A key tip: after completing the labs, revert the entire instance and go through it again with Defender enabled. During the first run, Defender and other protections are disabled, allowing you to focus on understanding the TTPs without the added challenge of bypassing defenses. However, for the exam, you’ll need to contend with Defender, so it’s crucial to practice making your payloads and techniques stealthy.

In the labs, I spent a considerable amount of time perfecting my bypasses. The process was intensive, involving repeated runs of Get-MpThreatDetection, but it taught me what could and couldn’t evade detection.

Fine-Tuning Your Profile and Kits

The course also covers techniques for bypassing Defender using Cobalt Strike’s arsenal kit. You’ll learn how to use the Artifact Kit and Resource Kit to customize your executables, DLLs, and scripts to bypass security measures.

Rasta explains how to craft a Malleable C2 profile that minimizes detection, and how to tweak Cobalt Strike’s behavior to remain undetected both in memory and on disk.

I recommend spending plenty of time refining your Malleable C2 profile and kits before re-running the labs with Defender enabled. This will allow you to thoroughly test your configurations and ensure they work as intended.
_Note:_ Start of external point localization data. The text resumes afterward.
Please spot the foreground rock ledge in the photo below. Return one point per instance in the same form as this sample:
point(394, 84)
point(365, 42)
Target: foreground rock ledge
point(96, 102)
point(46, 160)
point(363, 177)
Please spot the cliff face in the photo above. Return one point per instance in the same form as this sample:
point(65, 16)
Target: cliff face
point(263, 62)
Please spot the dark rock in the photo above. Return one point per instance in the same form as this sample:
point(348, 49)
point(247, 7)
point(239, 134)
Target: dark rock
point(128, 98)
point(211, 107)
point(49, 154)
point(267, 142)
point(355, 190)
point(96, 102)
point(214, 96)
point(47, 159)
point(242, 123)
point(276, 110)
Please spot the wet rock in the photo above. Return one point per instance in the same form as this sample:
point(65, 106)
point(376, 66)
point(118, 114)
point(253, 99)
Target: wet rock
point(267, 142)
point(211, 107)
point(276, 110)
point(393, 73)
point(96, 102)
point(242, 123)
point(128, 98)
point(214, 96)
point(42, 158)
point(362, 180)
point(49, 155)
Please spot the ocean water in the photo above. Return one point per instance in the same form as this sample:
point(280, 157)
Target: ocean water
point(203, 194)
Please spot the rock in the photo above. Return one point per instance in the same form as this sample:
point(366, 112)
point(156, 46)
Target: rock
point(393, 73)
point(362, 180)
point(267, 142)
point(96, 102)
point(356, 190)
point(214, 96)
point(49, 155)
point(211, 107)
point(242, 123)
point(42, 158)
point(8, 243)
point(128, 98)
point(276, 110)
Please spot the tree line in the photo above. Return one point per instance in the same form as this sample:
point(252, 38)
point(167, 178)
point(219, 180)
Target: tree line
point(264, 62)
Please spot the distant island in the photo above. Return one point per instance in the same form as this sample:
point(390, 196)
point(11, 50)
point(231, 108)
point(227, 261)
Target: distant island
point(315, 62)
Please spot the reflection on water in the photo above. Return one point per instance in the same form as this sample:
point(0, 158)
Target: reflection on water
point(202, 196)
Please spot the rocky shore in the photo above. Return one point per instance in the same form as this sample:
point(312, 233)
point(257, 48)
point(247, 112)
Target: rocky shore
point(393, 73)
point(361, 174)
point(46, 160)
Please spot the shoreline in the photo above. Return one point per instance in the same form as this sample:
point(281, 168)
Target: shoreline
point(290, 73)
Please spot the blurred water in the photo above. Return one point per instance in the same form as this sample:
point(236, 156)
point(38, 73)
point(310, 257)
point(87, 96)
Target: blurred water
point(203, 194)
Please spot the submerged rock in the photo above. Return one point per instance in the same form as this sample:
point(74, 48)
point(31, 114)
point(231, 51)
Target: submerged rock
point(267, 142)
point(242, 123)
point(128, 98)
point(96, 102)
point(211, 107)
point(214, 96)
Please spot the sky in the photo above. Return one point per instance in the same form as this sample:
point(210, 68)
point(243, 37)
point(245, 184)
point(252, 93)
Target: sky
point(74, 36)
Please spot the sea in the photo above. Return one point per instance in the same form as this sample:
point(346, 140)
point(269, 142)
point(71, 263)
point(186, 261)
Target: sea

Make sure to document any changes you make, as you’ll need to replicate them in the exam environment.

Exam Preparation and Experience

Once you feel ready, it’s time to schedule the exam. The exam provides a threat profile outlining the objectives you need to meet. You have 48 hours spread over four days to complete the exam, which is unproctored and flexible. you can start and stop the environment as needed. Just be aware that stopping the environment will cause you to lose beacons.

To pass, you need to submit 6 out of 8 flags in the scoring portal. There’s no reporting requirement; simply submitting the flags is enough to pass. If you reach the required points by 2AM UTC, you’ll receive your badge via email.

I scheduled my exam for 11 AM. Once I began, I quickly configured my team server, uploaded my Malleable C2 profile, and dialed in my kits, thanks to thorough preparation in the labs.

It took me about 13 hours and 45 minutes to get all flags. The exam was fair, and everything needed to pass is covered in the course. While you can’t just copy-paste commands, understanding the TTPs will set you up for success.

The exam environment was stable, and my beacons remained active throughout. However when lateral movement, the beacon takes time to connect to you which was quite frustrating.

Keys to Success

• Practice with Defender enabled: Ensure you can bypass AMSI, memory detections, and on-disk detections.
• Refine your Malleable C2 profile: Ensure everything works as intended.
• Build and test your kits: Verify that your changes successfully bypass detection.
• Update and Recompile Certify Source code to be able to enumerate and abuse misconfigurations in Active Directory Certificate Services a cross domains.
• Take solid notes: Understand each attack, its purpose, and when to use it.
• Finally understand the techniques that are presented in the course dont just focus on the tools. Take time to comperhend them then you must make yourself familiar with the tools and their capabilities.

Conclusion

I thoroughly enjoyed the CRTO course and exam. The hands-on experience with Cobalt Strike, executing all TTPs through it. Cobalt Strike’s capabilities are impressive, and once you’re familiar with it, you’ll appreciate its power.

I highly recommend this course to anyone looking to advance their Active Directory skills and delve into red teaming. CRTO is an excellent next step after completing certifications like OSCP. It’s also perfect for anyone eager to get hands-on with Cobalt Strike, especially since opportunities to work with it outside of actual red team engagements are rare.